On attracting foreign direct investment to the state, the commission said that FDI is necessary for the expansion of airports. “Airports, roads and ports can be expanded to provide necessary logistical support to industries. The state should establish cable landing stations (like those in Vizag and Mumbai) to increase bandwidth for high data speed and create a digital ecosystem for industrial growth. To these ends, Tamil Nadu should strive to attract more FDI. Currently, 7% of total FDI in India is directed to TN,” the commission report states.
In the electricity sector, the commission wants the state government to introduce smart meters to domestic and other consumers. “The state needs to improve its performance in UDAY barometers, smart meters (200-500 kWH), smart meters (above 500 kWH) and distribution transformer meters (urban). Tamil Nadu needs to be aware of its electricity purchase costs which have increased by more than 5% over the past two years,” the commission report states.
The report commends the contribution of state-owned public sector enterprises. “Tamil Nadu has 68 working PSUs, of which 29 had overdue accounts. State PSUs recorded revenue of Rs 1.10 lakh crore according to their latest finalized accounts. This revenue was equal to 8.54% of GSDP, indicating the important role played by state PSUs in the economy,” the report said.
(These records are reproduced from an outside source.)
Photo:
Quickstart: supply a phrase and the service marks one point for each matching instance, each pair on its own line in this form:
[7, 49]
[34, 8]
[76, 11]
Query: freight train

According to the latest finalized accounts, PSUs accrued losses of Rs 78,854.25 crore and overall state budget support to PSUs fell from Rs 13,918 crore in 2012-13 to Rs 46,127 crore in 2016-17 .
“Given the unpaid liabilities and substantial budget support to SPSUs, the state needs to monitor them closely to avoid contingent liabilities imposing additional fiscal burden on the state. A time-limited program of SPSU restructuring should be adopted soon to remove the main obstacles to their performance,” the report states.